Hello, thank you very much for seeing this question. Recently, when using DGL’s distribution, I encountered some places that I don’t understand. I hope someone can help me answer it.
- For the partitions of the metis and random algorithms, I saw such outputs when I ran them. According to my understanding, it should indicate that the vertices and samples are completely in this partition. Then I don’t quite understand why the random algorithm that seems to have a better hit rate takes longer to calculate.
#metis
part 0, train: 38358 (local: 34303), val: 5958 (local: 5958), test: 13926 (local: 13926)
part 1, train: 38358 (local: 36497), val: 5958 (local: 5314), test: 13926 (local: 12176)
…
#random
part 0, train: 38358 (local: 38358), val: 5958 (local: 5844), test: 13926 (local: 13920)
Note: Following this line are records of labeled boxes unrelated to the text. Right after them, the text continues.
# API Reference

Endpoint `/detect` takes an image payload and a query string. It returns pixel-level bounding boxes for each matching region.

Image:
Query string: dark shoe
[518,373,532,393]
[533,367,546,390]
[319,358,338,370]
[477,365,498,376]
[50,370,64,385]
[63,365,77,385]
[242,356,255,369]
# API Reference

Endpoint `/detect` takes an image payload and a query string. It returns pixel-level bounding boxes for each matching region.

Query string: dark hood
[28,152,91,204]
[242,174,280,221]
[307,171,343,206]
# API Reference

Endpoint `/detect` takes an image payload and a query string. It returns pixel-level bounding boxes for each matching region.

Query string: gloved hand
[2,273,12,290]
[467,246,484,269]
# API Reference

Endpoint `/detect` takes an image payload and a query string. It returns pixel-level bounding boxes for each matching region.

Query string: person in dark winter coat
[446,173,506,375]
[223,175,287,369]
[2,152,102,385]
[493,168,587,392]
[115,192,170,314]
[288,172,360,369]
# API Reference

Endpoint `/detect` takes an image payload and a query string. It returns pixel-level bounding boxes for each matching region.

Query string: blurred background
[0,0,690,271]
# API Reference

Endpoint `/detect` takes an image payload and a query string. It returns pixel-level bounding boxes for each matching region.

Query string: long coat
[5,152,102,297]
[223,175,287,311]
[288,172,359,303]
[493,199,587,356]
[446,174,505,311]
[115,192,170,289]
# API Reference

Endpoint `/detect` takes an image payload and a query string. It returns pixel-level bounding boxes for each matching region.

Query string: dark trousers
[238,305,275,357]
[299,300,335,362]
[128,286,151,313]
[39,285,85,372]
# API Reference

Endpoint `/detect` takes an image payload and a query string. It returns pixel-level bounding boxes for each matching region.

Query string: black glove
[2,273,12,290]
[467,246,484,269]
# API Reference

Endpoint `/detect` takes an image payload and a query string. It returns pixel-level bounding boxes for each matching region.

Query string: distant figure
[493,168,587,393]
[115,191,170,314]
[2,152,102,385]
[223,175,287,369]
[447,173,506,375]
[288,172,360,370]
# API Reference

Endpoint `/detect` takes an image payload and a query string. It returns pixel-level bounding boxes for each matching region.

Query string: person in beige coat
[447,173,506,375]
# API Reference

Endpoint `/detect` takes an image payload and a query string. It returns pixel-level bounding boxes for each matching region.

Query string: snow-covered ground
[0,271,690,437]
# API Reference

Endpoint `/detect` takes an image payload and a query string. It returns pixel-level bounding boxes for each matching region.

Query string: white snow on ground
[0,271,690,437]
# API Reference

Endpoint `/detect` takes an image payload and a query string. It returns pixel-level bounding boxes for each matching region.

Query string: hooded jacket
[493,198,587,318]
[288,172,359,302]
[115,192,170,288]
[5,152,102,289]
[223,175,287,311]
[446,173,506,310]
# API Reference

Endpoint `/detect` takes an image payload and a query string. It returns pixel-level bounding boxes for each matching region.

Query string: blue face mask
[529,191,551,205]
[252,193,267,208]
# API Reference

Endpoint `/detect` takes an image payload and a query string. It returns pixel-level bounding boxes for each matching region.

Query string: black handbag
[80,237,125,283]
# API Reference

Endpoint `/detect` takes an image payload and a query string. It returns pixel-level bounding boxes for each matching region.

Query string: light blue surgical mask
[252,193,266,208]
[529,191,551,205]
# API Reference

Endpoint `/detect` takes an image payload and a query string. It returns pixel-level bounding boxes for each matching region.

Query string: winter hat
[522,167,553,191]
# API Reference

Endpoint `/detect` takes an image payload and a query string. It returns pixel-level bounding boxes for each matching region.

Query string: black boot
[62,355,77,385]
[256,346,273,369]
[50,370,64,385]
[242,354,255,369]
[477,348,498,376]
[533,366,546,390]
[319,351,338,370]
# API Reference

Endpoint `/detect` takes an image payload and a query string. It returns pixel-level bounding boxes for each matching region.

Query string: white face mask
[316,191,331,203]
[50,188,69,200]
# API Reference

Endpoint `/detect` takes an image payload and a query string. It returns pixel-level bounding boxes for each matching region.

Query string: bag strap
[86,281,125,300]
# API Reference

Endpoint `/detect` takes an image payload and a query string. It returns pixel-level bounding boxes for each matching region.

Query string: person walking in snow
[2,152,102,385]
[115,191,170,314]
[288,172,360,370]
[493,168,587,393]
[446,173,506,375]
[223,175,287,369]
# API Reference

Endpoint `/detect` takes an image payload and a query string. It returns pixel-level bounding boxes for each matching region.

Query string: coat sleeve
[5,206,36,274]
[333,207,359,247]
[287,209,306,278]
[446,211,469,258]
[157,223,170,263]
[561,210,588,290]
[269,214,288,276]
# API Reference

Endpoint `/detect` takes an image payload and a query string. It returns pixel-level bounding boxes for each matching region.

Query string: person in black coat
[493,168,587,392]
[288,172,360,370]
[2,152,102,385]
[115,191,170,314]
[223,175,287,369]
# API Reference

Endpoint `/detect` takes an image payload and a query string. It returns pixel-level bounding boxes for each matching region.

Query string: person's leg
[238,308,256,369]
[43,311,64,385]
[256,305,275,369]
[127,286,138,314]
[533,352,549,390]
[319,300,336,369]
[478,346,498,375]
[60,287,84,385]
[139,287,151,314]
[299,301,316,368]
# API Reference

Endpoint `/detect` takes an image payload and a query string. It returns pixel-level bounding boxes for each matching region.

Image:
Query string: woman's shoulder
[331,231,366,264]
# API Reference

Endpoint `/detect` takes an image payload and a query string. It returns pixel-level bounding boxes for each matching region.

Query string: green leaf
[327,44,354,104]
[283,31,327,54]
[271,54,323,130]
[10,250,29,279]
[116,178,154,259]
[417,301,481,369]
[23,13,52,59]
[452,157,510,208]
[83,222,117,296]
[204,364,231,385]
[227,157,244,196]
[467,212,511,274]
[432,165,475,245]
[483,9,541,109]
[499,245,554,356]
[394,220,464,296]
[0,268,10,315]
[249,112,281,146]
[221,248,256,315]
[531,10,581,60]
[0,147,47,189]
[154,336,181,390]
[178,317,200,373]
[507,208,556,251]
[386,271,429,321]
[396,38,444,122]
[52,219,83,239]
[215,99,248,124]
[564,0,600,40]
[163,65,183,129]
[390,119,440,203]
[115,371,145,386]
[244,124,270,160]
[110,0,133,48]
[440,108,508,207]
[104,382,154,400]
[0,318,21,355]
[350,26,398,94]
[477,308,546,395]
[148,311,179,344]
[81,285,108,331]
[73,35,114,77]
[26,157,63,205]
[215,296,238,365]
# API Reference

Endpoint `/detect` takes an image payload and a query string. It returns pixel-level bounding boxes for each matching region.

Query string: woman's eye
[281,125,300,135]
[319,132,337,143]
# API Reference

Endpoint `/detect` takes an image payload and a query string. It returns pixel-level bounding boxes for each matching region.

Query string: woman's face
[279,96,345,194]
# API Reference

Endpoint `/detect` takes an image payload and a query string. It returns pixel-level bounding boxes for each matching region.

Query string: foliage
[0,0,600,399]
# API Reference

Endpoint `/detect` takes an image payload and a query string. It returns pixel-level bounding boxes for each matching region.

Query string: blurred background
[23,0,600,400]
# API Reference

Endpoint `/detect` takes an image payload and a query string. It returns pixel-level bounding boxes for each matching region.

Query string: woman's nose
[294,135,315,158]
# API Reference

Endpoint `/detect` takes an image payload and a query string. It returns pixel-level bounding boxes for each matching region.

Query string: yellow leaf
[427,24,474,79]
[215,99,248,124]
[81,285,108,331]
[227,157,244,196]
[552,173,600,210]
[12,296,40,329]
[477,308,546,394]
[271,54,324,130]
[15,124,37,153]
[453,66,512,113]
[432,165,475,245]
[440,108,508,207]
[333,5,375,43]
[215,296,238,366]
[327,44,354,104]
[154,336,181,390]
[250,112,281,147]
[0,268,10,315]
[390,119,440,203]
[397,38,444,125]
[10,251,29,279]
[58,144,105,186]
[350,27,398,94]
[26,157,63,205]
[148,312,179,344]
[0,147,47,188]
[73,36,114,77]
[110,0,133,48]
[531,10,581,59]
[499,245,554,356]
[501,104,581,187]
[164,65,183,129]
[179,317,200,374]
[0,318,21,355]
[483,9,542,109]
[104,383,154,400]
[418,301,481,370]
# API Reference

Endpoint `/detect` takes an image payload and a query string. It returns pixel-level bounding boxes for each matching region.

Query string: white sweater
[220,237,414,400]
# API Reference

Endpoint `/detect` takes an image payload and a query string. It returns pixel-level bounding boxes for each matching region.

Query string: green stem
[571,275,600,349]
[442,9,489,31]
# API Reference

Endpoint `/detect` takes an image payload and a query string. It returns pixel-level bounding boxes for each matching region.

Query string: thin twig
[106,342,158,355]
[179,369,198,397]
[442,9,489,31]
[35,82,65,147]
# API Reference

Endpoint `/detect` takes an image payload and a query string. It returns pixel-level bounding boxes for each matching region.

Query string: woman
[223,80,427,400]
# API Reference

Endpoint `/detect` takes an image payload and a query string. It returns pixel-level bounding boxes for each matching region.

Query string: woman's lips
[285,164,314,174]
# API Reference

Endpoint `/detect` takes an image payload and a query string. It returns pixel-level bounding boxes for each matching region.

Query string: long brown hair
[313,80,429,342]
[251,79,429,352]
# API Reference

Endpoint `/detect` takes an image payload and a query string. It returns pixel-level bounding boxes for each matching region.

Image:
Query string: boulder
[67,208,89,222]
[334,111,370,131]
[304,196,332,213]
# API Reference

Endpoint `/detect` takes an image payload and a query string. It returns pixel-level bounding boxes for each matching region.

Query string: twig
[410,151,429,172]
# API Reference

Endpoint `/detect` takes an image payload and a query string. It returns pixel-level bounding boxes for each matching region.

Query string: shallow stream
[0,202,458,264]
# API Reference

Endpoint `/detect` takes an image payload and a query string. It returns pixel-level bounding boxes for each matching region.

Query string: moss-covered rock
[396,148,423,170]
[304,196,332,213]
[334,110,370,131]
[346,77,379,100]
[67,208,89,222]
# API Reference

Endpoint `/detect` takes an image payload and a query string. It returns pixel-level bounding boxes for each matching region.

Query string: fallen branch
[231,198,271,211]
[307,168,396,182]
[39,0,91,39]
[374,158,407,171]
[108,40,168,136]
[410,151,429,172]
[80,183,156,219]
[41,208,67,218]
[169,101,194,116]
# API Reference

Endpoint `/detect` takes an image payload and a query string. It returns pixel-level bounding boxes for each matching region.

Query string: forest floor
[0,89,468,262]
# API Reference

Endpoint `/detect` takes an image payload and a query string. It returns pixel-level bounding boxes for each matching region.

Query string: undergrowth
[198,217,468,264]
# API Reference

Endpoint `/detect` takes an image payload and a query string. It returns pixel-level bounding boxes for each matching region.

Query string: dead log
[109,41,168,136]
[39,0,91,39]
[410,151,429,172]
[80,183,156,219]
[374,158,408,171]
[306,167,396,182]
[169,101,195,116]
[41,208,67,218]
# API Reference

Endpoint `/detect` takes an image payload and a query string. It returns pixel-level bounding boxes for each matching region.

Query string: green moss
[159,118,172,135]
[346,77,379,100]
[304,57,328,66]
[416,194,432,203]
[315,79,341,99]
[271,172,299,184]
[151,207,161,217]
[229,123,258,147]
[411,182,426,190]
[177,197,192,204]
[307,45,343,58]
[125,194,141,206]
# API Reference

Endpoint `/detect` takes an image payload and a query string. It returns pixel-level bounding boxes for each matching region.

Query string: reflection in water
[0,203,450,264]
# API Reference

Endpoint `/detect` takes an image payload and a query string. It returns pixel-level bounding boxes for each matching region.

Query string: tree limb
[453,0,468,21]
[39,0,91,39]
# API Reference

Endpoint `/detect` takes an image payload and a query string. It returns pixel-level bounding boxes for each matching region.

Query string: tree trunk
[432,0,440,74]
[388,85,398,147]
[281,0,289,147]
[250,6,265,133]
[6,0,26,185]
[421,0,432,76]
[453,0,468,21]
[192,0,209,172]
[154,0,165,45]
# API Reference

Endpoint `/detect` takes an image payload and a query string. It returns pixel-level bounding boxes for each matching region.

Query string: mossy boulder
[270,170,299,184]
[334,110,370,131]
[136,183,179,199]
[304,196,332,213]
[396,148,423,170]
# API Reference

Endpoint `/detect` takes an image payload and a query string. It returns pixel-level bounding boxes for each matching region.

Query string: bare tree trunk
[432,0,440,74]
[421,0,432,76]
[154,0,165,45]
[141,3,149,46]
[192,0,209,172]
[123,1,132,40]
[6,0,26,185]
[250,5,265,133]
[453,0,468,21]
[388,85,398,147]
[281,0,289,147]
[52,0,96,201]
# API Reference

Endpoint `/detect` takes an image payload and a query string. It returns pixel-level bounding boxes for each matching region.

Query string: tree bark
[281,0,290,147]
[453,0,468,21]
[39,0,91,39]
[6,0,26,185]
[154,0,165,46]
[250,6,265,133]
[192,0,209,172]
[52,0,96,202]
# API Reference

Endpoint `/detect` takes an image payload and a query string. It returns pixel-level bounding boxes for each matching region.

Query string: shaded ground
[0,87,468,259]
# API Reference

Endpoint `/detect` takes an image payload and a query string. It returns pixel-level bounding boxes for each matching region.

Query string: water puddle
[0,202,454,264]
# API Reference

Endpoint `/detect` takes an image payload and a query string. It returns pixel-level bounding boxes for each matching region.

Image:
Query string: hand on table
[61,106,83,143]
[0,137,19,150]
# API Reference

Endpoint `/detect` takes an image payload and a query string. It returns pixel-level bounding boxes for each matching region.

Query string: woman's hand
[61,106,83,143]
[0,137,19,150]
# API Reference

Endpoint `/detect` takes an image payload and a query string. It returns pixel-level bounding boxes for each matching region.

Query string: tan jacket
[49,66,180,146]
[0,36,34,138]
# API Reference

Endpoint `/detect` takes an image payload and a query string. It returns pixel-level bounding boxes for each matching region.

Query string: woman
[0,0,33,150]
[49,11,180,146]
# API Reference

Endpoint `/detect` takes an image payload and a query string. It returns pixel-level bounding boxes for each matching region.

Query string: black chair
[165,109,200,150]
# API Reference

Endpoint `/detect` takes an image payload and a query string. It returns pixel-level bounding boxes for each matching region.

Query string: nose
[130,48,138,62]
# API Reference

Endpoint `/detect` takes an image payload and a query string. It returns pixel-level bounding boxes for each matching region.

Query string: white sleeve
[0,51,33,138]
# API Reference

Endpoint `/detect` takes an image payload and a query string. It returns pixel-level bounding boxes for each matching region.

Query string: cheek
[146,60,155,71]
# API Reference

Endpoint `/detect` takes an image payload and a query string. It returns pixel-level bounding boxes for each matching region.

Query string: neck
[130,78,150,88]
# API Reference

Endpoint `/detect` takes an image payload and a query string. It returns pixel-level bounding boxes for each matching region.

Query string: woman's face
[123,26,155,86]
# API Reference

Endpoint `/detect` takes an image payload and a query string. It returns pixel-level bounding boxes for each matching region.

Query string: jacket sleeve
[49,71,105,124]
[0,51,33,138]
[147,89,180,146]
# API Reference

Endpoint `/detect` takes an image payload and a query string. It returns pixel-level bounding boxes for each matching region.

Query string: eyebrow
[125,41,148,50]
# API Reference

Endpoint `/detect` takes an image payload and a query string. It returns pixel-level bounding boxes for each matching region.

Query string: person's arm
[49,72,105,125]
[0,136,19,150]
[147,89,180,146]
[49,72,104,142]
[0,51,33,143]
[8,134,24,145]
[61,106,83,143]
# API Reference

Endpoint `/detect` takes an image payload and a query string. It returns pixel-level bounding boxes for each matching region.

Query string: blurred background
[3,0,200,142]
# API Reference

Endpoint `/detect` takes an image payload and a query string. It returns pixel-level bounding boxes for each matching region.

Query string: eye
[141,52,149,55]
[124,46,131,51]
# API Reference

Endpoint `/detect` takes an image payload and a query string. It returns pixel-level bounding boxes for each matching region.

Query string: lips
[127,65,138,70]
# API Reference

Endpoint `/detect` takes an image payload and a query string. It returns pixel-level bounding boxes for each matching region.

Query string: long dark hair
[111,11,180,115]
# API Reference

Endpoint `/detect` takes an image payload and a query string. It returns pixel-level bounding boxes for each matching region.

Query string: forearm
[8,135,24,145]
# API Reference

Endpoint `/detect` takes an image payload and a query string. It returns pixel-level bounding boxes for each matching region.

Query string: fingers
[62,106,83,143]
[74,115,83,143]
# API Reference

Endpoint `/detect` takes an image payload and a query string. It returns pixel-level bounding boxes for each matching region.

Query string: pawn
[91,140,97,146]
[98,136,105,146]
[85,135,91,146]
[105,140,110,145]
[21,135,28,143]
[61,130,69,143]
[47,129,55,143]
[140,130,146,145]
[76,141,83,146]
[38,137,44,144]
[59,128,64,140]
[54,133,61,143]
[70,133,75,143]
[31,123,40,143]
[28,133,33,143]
part 2, train: 38358 (local: 38152), val: 5958 (local: 5958), test: 13926 (local: 13750)
…
- After running the metis algorithm partition and graphsage multiple times, I found that the hit rate of each vertex seems to be different every time. Of course, the time efficiency is better when the hit rate is high. But I’m curious what causes the difference in the partition hit ratio. In my understanding, the metis algorithm and the training set and verification set are all determined, so shouldn’t the result of the partition be the same every time?
3.Sampling node, I always think that the process of sampling and feature extraction occurs in dataloader = DistDataLoader(args), but according to the running situation, it seems that feature extraction occurs in the process of enumerate(dataloader)? I probably don’t know much about the internal implementation of this.